No one should imagine, however, that Palestinians alone are ingrates toward their Jewish benefactors. “The Israel Test” shows that U.S. prosperity, defense, and technological creativity is indispensably reliant on Jewish genius and Israeli ingenuity. Historically and today, the leading U.S. semiconductor company is Intel Corporation (NASDAQ: INTC). From its founding, Intel has been indispensably dependent on Israel for leading engineers and executives, leading-edge chip designs and crucial advanced wafer fabrication. From IBM to Google, other pioneering American technology players depend on Israeli laboratories and inventors.
This dependency continues today. My investment newsletters all are currently exploring the huge promise of the new revolution in materials science and technology represented by the discovery and development of graphene.
You may well already know the pitch.

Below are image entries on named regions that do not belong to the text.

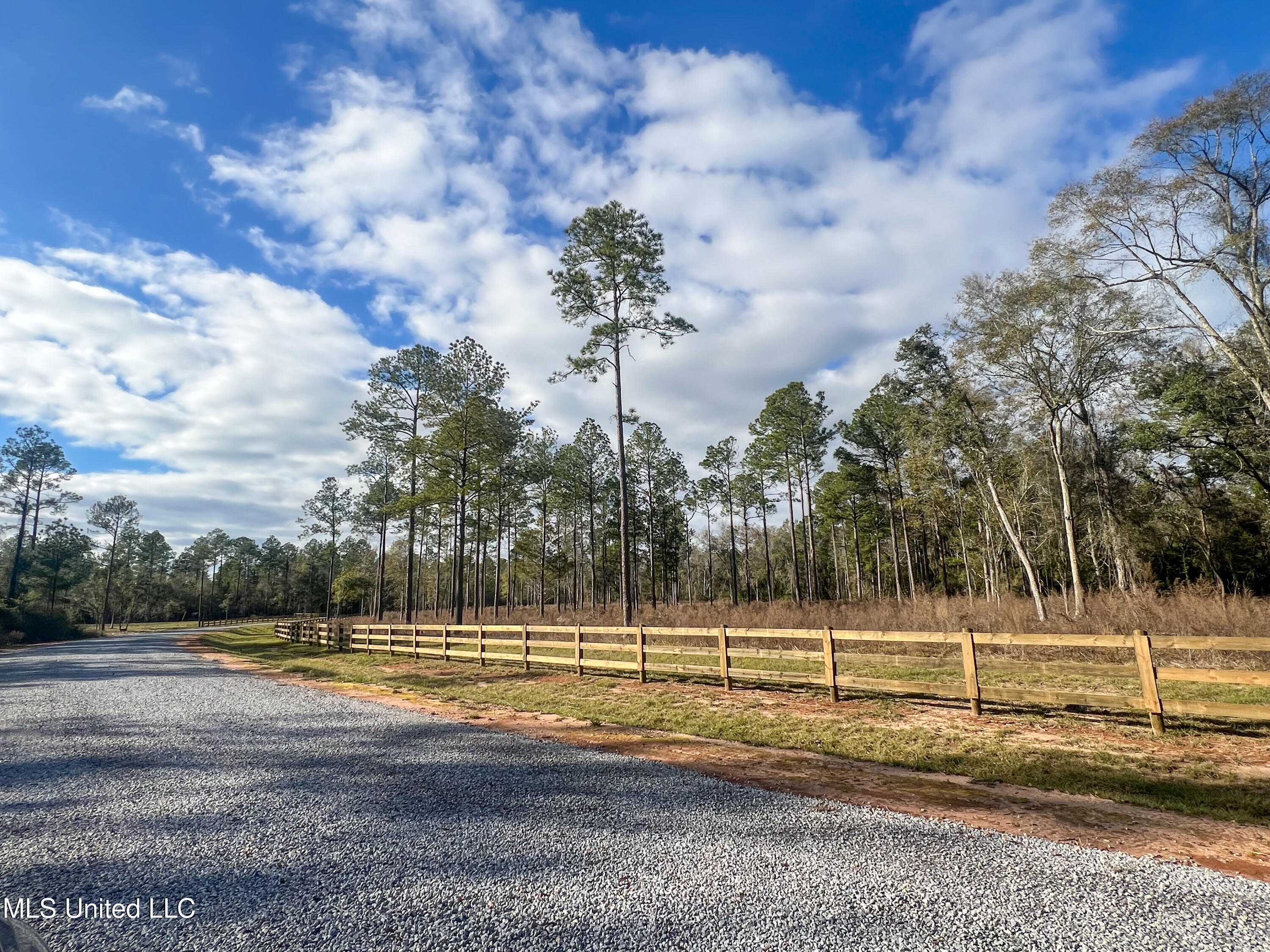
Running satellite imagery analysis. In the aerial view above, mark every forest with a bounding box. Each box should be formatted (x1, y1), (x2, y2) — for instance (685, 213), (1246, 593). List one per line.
(0, 75), (1270, 635)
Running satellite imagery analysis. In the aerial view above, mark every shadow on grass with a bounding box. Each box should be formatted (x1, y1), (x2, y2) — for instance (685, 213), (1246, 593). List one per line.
(203, 632), (1270, 825)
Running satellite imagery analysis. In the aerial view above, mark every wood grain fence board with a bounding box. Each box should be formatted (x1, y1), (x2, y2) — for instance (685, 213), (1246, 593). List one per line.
(644, 661), (719, 678)
(728, 668), (824, 684)
(838, 674), (965, 698)
(1151, 635), (1270, 651)
(959, 631), (1133, 647)
(1161, 698), (1270, 721)
(530, 651), (573, 668)
(979, 685), (1147, 711)
(274, 618), (1270, 726)
(833, 631), (961, 645)
(582, 658), (639, 671)
(644, 645), (732, 658)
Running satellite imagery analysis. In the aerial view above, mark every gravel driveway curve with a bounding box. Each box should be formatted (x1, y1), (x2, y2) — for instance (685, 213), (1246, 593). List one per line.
(0, 633), (1270, 952)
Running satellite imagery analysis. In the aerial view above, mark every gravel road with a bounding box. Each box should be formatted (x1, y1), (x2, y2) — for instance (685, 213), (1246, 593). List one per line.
(0, 633), (1270, 952)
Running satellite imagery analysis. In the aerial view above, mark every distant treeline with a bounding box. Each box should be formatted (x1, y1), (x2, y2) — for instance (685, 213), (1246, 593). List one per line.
(4, 75), (1270, 619)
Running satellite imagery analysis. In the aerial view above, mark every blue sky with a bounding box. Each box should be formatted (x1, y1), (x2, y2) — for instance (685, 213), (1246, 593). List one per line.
(0, 0), (1270, 541)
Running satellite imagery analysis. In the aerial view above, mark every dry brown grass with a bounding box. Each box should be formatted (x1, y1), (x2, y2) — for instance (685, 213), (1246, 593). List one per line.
(343, 589), (1270, 637)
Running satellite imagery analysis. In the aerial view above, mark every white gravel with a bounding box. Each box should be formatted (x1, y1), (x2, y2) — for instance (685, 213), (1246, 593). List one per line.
(0, 635), (1270, 952)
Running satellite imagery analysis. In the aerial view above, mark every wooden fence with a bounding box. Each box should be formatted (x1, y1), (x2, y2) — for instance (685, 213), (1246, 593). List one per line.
(274, 619), (1270, 734)
(197, 614), (318, 628)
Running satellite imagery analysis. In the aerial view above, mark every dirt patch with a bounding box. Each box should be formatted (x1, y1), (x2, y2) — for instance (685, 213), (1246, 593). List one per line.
(182, 636), (1270, 882)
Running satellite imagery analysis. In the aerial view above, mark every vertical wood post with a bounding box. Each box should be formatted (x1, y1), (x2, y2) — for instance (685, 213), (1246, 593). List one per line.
(1133, 628), (1165, 735)
(719, 625), (732, 691)
(961, 628), (983, 717)
(822, 626), (838, 701)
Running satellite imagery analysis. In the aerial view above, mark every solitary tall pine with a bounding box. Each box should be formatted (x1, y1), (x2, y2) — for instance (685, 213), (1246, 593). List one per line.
(547, 199), (696, 625)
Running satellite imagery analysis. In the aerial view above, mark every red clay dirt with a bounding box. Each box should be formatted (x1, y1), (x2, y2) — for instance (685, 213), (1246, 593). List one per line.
(183, 636), (1270, 882)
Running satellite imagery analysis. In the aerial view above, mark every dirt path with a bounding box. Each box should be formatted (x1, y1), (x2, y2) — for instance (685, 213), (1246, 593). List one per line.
(183, 637), (1270, 882)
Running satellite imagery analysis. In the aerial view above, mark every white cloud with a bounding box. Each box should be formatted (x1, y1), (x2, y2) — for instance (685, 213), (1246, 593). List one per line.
(84, 86), (168, 114)
(211, 0), (1189, 458)
(84, 86), (204, 152)
(0, 0), (1189, 538)
(0, 245), (376, 541)
(159, 53), (210, 95)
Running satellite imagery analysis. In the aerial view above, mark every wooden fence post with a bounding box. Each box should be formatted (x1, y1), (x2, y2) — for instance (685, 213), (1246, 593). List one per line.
(823, 626), (838, 701)
(961, 628), (983, 717)
(1133, 628), (1165, 735)
(719, 625), (732, 691)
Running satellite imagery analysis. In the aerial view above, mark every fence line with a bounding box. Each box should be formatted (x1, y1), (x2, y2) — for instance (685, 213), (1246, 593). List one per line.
(274, 618), (1270, 734)
(197, 614), (325, 628)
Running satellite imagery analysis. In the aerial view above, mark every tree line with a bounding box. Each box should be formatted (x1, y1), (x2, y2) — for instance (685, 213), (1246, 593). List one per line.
(4, 74), (1270, 623)
(292, 74), (1270, 623)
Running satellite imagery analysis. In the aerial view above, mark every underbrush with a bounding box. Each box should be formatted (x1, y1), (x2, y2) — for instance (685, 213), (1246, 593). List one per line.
(202, 630), (1270, 825)
(0, 604), (91, 647)
(340, 588), (1270, 637)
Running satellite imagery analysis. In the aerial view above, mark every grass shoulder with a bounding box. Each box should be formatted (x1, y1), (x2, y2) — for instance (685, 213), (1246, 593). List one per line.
(201, 626), (1270, 825)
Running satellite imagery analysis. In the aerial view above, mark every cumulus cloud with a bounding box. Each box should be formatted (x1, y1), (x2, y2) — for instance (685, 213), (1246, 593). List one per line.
(0, 245), (376, 541)
(84, 86), (204, 152)
(0, 0), (1190, 536)
(159, 53), (208, 95)
(211, 0), (1189, 456)
(84, 86), (168, 114)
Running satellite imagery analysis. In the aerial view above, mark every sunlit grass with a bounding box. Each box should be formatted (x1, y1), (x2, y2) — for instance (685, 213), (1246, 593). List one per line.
(202, 626), (1270, 825)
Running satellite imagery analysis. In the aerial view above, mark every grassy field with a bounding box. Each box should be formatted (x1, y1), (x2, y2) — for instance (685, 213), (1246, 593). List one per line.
(202, 626), (1270, 825)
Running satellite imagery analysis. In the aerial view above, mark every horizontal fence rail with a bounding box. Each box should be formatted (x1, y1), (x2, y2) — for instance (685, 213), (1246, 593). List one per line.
(197, 614), (325, 628)
(274, 618), (1270, 734)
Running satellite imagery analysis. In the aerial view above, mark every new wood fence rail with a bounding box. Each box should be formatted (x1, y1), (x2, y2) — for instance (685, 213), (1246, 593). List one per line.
(197, 614), (325, 628)
(274, 619), (1270, 734)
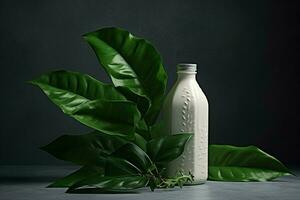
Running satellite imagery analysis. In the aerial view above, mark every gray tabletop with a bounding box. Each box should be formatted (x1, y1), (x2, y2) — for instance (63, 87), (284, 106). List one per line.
(0, 166), (300, 200)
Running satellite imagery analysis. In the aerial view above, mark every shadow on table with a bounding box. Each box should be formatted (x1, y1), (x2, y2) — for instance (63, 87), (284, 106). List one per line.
(0, 176), (59, 183)
(66, 188), (139, 194)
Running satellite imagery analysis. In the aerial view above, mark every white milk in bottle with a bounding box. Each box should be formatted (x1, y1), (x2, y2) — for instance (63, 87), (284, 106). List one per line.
(163, 64), (208, 184)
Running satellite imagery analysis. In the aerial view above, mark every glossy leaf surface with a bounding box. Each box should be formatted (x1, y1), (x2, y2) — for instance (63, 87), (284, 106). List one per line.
(41, 131), (127, 166)
(31, 71), (141, 137)
(48, 166), (104, 188)
(70, 100), (141, 139)
(67, 175), (148, 192)
(83, 28), (167, 125)
(147, 133), (193, 163)
(209, 145), (290, 181)
(111, 143), (153, 173)
(30, 70), (125, 114)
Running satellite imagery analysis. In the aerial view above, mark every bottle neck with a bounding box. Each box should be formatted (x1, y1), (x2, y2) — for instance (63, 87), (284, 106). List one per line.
(177, 71), (197, 81)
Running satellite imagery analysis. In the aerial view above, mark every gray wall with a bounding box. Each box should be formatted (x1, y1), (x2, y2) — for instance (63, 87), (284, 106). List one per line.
(0, 0), (300, 164)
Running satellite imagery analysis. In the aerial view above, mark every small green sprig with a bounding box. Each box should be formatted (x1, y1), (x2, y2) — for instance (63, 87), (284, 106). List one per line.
(147, 168), (194, 191)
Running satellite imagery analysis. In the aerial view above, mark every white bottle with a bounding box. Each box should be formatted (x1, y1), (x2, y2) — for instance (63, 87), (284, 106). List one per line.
(163, 64), (208, 184)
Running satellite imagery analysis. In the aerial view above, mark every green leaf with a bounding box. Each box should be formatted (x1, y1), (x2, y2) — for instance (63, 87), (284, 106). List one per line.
(111, 143), (154, 173)
(41, 131), (127, 166)
(67, 175), (148, 193)
(147, 133), (193, 164)
(30, 70), (126, 114)
(83, 28), (167, 125)
(209, 145), (290, 181)
(47, 166), (104, 188)
(105, 156), (142, 176)
(30, 71), (141, 137)
(70, 100), (141, 139)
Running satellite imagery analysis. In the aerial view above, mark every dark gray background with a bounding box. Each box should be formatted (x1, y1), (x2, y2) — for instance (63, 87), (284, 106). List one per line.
(0, 0), (300, 165)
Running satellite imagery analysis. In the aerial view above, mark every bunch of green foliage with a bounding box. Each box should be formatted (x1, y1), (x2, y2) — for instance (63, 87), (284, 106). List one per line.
(30, 28), (290, 192)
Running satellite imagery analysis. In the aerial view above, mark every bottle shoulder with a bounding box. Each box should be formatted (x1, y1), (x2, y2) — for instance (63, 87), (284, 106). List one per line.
(166, 81), (208, 105)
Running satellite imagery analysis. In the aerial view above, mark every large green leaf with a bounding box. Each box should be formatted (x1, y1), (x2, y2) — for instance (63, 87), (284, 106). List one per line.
(147, 133), (193, 164)
(67, 174), (148, 193)
(111, 143), (154, 173)
(104, 156), (142, 176)
(70, 99), (141, 139)
(30, 70), (125, 114)
(48, 166), (104, 188)
(31, 71), (140, 137)
(83, 28), (167, 125)
(41, 131), (127, 166)
(209, 145), (290, 181)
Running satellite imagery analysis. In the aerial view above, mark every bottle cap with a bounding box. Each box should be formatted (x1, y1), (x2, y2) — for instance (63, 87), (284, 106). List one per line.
(177, 63), (197, 72)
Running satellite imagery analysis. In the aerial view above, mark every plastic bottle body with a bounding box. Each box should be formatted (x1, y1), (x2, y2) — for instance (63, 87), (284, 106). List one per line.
(163, 64), (208, 184)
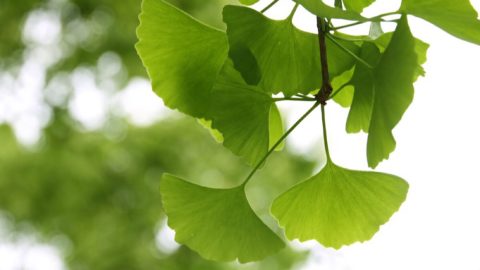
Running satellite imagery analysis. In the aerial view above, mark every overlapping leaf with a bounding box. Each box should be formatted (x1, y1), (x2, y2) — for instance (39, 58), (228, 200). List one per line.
(224, 6), (359, 96)
(160, 175), (284, 263)
(334, 16), (420, 168)
(367, 16), (417, 168)
(136, 0), (228, 118)
(400, 0), (480, 45)
(271, 162), (408, 248)
(343, 0), (375, 13)
(136, 0), (279, 164)
(294, 0), (367, 21)
(207, 61), (273, 165)
(346, 42), (380, 133)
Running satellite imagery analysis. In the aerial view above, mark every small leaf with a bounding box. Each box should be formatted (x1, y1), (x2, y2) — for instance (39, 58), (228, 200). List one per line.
(197, 118), (223, 143)
(346, 42), (381, 133)
(343, 0), (375, 13)
(400, 0), (480, 45)
(223, 6), (359, 96)
(240, 0), (258, 6)
(136, 0), (228, 118)
(373, 32), (430, 81)
(271, 162), (408, 249)
(367, 16), (417, 168)
(294, 0), (367, 21)
(160, 175), (284, 263)
(268, 103), (285, 151)
(368, 22), (384, 39)
(206, 61), (273, 165)
(331, 68), (355, 108)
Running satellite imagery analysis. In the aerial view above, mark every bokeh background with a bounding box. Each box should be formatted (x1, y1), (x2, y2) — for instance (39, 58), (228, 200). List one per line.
(0, 0), (480, 270)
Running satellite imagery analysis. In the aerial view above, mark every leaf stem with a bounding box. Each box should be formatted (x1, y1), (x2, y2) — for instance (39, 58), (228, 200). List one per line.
(322, 105), (332, 163)
(242, 102), (320, 187)
(327, 34), (373, 69)
(330, 11), (400, 31)
(272, 97), (316, 102)
(287, 3), (299, 21)
(328, 82), (350, 99)
(316, 17), (333, 105)
(260, 0), (280, 13)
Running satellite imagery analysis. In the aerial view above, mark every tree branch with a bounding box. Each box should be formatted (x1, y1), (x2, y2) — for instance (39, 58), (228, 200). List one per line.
(315, 17), (333, 105)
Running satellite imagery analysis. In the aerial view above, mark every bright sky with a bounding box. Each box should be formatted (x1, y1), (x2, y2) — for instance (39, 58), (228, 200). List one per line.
(0, 0), (480, 270)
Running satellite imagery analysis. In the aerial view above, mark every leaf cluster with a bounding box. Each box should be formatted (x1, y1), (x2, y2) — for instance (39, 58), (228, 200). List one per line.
(136, 0), (480, 262)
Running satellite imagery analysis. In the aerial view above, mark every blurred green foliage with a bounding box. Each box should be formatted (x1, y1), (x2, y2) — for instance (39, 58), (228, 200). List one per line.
(0, 0), (237, 76)
(0, 111), (313, 270)
(0, 0), (314, 270)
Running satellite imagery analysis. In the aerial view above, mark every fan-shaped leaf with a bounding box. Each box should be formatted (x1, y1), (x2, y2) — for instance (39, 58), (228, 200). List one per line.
(272, 163), (408, 248)
(160, 175), (284, 263)
(343, 0), (375, 13)
(367, 16), (417, 168)
(223, 6), (359, 96)
(400, 0), (480, 45)
(136, 0), (228, 118)
(294, 0), (367, 21)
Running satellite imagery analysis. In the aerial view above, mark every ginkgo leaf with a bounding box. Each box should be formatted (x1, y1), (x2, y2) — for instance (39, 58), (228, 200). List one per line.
(343, 0), (375, 13)
(206, 61), (273, 165)
(268, 103), (285, 151)
(136, 0), (228, 118)
(137, 0), (280, 164)
(160, 175), (284, 263)
(294, 0), (367, 21)
(400, 0), (480, 45)
(367, 16), (417, 168)
(240, 0), (258, 6)
(197, 118), (223, 143)
(223, 6), (359, 96)
(346, 42), (381, 133)
(373, 32), (430, 78)
(271, 162), (408, 249)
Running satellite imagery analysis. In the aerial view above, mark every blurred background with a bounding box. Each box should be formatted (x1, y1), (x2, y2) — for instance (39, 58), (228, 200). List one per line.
(0, 0), (314, 270)
(0, 0), (480, 270)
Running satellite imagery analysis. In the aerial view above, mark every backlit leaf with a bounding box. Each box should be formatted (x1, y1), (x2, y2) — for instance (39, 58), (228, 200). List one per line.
(223, 6), (359, 96)
(160, 175), (284, 263)
(400, 0), (480, 45)
(137, 0), (277, 164)
(268, 103), (285, 151)
(367, 16), (417, 168)
(206, 61), (273, 165)
(240, 0), (258, 6)
(294, 0), (367, 21)
(346, 42), (380, 133)
(271, 162), (408, 249)
(343, 0), (375, 13)
(136, 0), (228, 118)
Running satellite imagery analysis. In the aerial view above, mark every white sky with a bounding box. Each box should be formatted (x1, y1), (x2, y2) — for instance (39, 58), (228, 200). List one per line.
(0, 0), (480, 270)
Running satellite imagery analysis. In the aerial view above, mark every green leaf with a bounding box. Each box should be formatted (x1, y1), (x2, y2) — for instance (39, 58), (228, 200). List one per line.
(136, 0), (228, 118)
(223, 6), (359, 96)
(137, 0), (280, 165)
(197, 118), (223, 143)
(331, 68), (355, 108)
(294, 0), (367, 21)
(271, 162), (408, 249)
(368, 22), (384, 39)
(268, 103), (285, 151)
(373, 32), (430, 81)
(160, 175), (284, 263)
(346, 42), (381, 133)
(240, 0), (258, 6)
(400, 0), (480, 45)
(367, 16), (417, 168)
(343, 0), (375, 13)
(206, 61), (273, 165)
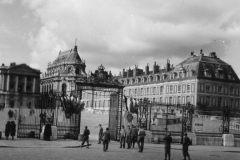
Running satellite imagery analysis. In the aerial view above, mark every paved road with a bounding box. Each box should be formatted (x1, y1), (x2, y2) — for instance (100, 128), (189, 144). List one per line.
(0, 140), (240, 160)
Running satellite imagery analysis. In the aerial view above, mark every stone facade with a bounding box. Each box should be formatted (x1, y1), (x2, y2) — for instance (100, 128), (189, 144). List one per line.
(0, 63), (40, 108)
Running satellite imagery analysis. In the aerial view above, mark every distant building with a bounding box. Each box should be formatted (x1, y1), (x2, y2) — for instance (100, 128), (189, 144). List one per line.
(118, 50), (240, 109)
(0, 63), (40, 108)
(40, 46), (86, 95)
(83, 50), (240, 113)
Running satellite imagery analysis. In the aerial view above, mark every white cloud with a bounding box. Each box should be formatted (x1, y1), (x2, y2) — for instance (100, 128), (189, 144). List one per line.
(23, 0), (240, 74)
(0, 0), (16, 4)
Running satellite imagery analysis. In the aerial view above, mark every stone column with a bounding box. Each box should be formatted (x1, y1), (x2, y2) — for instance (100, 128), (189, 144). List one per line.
(0, 73), (2, 90)
(6, 74), (10, 91)
(23, 77), (27, 93)
(222, 134), (234, 147)
(187, 132), (197, 146)
(32, 77), (36, 93)
(15, 75), (18, 92)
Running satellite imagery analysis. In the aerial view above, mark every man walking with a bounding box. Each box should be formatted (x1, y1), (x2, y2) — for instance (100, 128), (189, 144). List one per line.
(98, 124), (103, 144)
(132, 125), (138, 148)
(81, 126), (90, 148)
(120, 126), (126, 148)
(127, 126), (132, 149)
(102, 128), (110, 152)
(163, 133), (172, 160)
(137, 128), (146, 152)
(183, 133), (191, 160)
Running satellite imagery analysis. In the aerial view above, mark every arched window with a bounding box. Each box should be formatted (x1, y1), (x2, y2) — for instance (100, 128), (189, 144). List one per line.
(62, 83), (67, 96)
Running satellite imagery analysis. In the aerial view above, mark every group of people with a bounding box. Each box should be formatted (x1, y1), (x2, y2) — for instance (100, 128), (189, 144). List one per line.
(163, 133), (191, 160)
(119, 125), (146, 152)
(5, 121), (16, 140)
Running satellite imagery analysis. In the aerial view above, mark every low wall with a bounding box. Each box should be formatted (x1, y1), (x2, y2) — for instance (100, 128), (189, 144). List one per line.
(197, 137), (223, 146)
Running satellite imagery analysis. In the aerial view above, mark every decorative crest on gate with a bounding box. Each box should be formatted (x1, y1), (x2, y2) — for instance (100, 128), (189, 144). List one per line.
(76, 65), (121, 85)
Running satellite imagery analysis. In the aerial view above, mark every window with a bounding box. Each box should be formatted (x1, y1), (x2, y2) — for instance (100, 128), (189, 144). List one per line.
(160, 86), (163, 94)
(169, 97), (172, 104)
(213, 85), (216, 93)
(174, 85), (177, 93)
(212, 98), (216, 106)
(206, 85), (211, 93)
(229, 99), (234, 108)
(218, 86), (222, 93)
(217, 97), (222, 107)
(186, 96), (191, 103)
(191, 83), (195, 92)
(159, 97), (163, 103)
(170, 85), (173, 93)
(230, 87), (234, 95)
(177, 96), (181, 104)
(200, 97), (204, 104)
(62, 83), (67, 96)
(200, 84), (204, 92)
(224, 86), (228, 94)
(178, 84), (182, 93)
(166, 86), (169, 94)
(153, 87), (156, 95)
(206, 96), (210, 106)
(187, 84), (191, 93)
(236, 100), (239, 108)
(235, 88), (239, 96)
(183, 84), (186, 93)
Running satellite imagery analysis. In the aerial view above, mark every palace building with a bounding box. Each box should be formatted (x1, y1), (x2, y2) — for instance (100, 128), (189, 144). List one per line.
(40, 46), (86, 95)
(0, 63), (41, 108)
(83, 50), (240, 113)
(118, 50), (240, 109)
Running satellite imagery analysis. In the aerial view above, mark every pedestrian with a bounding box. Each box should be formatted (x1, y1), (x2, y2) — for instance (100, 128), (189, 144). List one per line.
(81, 126), (90, 148)
(102, 128), (110, 152)
(132, 125), (138, 148)
(126, 126), (132, 149)
(137, 127), (146, 152)
(5, 121), (11, 140)
(98, 124), (103, 144)
(10, 121), (16, 140)
(183, 133), (191, 160)
(163, 133), (172, 160)
(119, 126), (126, 148)
(44, 118), (52, 141)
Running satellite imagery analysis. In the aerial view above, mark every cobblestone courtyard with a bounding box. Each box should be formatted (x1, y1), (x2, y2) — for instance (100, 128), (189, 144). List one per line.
(0, 139), (240, 160)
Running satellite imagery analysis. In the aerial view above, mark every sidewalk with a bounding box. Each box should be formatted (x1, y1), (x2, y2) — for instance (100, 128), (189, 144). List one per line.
(0, 138), (240, 153)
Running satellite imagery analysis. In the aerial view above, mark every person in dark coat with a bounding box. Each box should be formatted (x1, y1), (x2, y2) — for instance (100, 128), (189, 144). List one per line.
(183, 133), (191, 160)
(98, 124), (103, 144)
(5, 121), (11, 140)
(102, 128), (110, 152)
(81, 126), (90, 148)
(132, 126), (138, 148)
(10, 121), (16, 140)
(119, 126), (126, 148)
(138, 128), (146, 152)
(127, 126), (132, 149)
(163, 133), (172, 160)
(44, 120), (52, 141)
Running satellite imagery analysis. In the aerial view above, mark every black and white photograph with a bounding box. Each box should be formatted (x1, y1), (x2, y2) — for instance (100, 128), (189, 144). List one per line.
(0, 0), (240, 160)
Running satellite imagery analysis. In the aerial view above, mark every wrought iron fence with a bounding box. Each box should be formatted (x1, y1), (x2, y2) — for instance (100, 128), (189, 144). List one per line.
(17, 124), (40, 138)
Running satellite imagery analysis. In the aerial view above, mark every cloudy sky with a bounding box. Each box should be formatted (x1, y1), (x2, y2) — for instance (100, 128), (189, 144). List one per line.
(0, 0), (240, 75)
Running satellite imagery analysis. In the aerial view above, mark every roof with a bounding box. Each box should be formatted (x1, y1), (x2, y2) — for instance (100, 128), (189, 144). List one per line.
(52, 46), (82, 64)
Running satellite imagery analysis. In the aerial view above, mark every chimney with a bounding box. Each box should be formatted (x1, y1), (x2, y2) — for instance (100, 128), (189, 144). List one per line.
(145, 64), (149, 75)
(153, 62), (159, 74)
(166, 59), (171, 72)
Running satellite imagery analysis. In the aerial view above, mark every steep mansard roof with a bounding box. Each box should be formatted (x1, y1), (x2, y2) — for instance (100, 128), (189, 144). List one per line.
(52, 46), (82, 65)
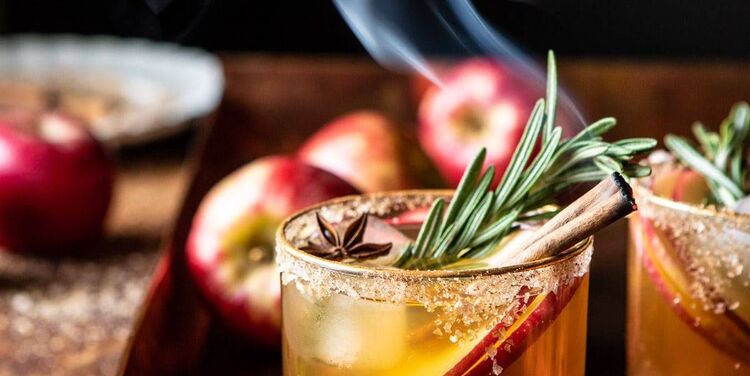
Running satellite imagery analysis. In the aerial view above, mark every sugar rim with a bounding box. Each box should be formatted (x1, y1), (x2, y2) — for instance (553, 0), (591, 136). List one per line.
(634, 179), (750, 225)
(276, 189), (593, 280)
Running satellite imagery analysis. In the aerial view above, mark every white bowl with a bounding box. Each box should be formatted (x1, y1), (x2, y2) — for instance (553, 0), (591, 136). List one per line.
(0, 35), (224, 145)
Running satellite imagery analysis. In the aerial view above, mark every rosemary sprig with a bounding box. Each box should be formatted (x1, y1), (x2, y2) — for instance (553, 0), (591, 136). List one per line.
(396, 52), (656, 269)
(664, 102), (750, 207)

A single atomic layer of carbon atoms that is 200 times stronger than steel and a thousand times more conductive than copper, graphene promises to transform every U.S. industry, from electronics and computation to construction and architecture, from transportation and aerospace to medicine and surgery.
For military and space uses, NASA urges incorporation of graphene “in every part of the space program.”
Yet when I wanted to research the development and application of graphene for everything from biosensors to supercapacitors, from flexible solar panel films to self-driving cars, from construction materials to implants for severed spinal cords, I found I had to go to Israel.
My time theory of money shows that such Israeli contributions to technological progress in graphene and other frontiers of innovation are far greater and more strategic than is gauged by the usual economic metrics and adjusted for inflation by Consumer Price Indices. Propelling the entire world economy for more than half a century have been advances in information technology spearheaded by Israelis. These contributions have radically reduced the work time, measured in universal time-prices, required to earn the money to purchase the fruits of technological progress.
In a dangerous epoch fraught with peril, the Israel test asks whether the world can suppress envy of Jews and recognize its dependence on the supreme contributions of a relatively tiny minority of men and women. The world subsists on hard and possibly reversible accomplishments in medicine, technology, pharmacology, engineering and enterprise. It thrives not on forcibly reallocating land and resources but on fostering their most productive and ingenious uses.
The survival of civilization depends on suppressing envy and jealousy toward achievement, recognizing excellence wherever it appears and nourishing it until it prevails.
We all depend on a vanguard of visionary creators on the frontiers of creativity and genius. We depend now on Israel and Israel depends in part on us. Israel is the pivot, the axis, the litmus, the trial.
Are you for civilization or barbarism, life or death, wealth or envy? Are you an exponent of excellence and accomplishment or of a leveling creed of troglodytic envy and hatred?
That is the “Israel Test,” inescapable today.